KEVIN Ball has made millions of tackles in a 21-year career. But the uncompromising defensive midfielder is famous for only one, especially in these parts.

Type the ex-Clarets’ name into YouTube and you will be offered clips entitled ‘Kevin Ball Scores A Beauty For Sunderland Against’ and ‘Kevin Ball diving against Chelsea in 1996’, among others.

Yet none have as many hits as the snippet simply titled ‘Kevin Ball’.

The subtitle ‘Here comes the BOOM!’ pretty much sums up the 30-second video for the 13,911 viewers to date.

For in just that short space of time, Ball’s infamous tackle on David Dunn in the pre-Christmas Championship clash of 2000 is shown five times, from three different angles.

Ball lunges in with both feet at roughly knee height either side of Dunn’s legs, Dunn flips over the top of him and lands in a heap, miraculously unscathed.

But there are only half-hearted appeals to the referee before the Ball is consigned to his fate and makes his way towards the baying visiting fans for an early bath.

“On the night my son said: ‘I thought you got the ball dad’. My wife felt I should have been arrested for it!,” said the 44-year-old, who only recently saw the incident again by accident.

“I hadn’t watched it for years, but we were going down to London on the train with the youth team for a cup game and I heard one of them say ‘Did you see that? That’s him!’,” revealed Ball, who is now assistant Academy manager at Sunderland, where he enjoyed a 10-year playing career in the 1990s.

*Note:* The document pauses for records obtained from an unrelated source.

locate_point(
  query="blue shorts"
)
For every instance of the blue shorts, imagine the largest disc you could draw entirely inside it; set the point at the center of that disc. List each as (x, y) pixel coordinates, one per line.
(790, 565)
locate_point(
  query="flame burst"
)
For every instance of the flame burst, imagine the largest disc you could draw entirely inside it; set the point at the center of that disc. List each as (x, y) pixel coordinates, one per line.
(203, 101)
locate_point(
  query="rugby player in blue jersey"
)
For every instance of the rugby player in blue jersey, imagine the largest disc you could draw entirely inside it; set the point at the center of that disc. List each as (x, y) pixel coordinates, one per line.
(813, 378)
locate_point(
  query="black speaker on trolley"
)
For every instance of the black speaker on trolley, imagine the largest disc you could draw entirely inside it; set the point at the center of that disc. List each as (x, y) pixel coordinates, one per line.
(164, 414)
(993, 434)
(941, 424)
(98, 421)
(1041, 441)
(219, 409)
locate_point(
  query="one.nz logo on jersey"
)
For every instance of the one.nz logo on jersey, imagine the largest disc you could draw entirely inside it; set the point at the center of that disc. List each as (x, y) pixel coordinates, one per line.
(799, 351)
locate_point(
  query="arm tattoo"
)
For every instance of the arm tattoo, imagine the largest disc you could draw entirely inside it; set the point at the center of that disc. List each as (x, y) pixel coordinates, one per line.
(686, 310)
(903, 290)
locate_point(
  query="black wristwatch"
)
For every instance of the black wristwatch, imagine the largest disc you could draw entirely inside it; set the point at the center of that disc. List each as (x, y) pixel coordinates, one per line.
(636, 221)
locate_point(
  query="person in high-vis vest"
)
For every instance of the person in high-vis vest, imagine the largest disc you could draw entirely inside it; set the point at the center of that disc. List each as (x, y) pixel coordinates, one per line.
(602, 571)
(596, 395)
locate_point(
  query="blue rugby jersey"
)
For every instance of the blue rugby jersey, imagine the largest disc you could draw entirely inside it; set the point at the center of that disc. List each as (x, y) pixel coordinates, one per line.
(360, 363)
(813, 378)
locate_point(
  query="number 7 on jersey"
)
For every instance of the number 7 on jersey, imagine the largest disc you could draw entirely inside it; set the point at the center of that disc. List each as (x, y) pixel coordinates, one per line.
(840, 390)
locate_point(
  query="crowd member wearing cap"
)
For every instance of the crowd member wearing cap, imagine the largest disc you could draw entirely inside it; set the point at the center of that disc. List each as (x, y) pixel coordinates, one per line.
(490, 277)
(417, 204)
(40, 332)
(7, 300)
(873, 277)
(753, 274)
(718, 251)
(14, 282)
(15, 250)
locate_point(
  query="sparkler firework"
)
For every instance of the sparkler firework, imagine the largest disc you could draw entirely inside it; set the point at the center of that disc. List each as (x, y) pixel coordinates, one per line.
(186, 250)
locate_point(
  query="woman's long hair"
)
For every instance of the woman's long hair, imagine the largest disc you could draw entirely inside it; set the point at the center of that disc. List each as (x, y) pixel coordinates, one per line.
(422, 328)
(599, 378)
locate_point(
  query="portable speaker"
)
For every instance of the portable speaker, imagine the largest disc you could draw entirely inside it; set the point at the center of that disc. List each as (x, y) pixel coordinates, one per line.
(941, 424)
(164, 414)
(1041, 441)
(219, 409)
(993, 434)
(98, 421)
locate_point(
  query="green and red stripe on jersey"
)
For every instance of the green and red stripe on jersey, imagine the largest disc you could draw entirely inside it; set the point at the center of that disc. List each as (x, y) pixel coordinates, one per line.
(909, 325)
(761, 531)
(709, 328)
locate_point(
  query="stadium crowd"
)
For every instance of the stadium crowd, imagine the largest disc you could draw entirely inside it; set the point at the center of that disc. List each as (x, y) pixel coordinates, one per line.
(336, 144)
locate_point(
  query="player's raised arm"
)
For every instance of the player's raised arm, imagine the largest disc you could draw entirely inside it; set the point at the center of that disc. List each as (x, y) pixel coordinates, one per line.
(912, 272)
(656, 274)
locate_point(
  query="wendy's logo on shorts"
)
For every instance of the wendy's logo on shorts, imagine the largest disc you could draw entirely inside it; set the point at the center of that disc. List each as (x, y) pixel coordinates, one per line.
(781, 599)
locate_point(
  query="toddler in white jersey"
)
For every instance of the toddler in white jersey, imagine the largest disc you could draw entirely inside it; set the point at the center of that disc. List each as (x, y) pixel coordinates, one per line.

“They’d YouTubed me on a laptop and were watching the tackle.

“I look at it now ... it wasn’t the best of challenges at the time. But I’ve paid my dues for it. It was one of those things.

“At the time, it’s the competitive edge in myself coming out, and I love it.”

And Ball admitted Dunn, who will play in Sunday’s first ever Premier League East Lancashire derby, could not have reacted better in the aftermath.

“Dunny was absolutely fantastic. He carried on, he wasn’t maimed,” said the one-time Black Cats caretaker boss.

“I didn’t see him after the game because I had to go on television; Stan Ternent has asked me to say sorry. I was a skin-head 36-year-old, so I guess it hadn’t looked good.

“I never had the opportunity to speak to David, but a few weeks later we bumped into each other on a night out and he was brilliant.

“Dunny realised it was in the game.

“It’s easy at the end of a match to kick off rather than do it in the 90 minutes, but there were no hard feelings.”

Of his hard-man image, Ball added: “People seem to think because you give it out you can’t take it, but many a time I had stitches, black eyes ... when I went into tackles I was committed.”

Ball will be an interested observer when league rivalries are renewed on Sunday, with Ewood Park staging the first meeting.

Having experience north east and East Lancashire encounters, he is reluctant to reveal which he found the most fiercely contested, but said: “Every derby is the most important one to that particular set of fans.

“We like our derbies in the north east, so I was so pleased when Burnley got promoted because it brings that rivalry back again.”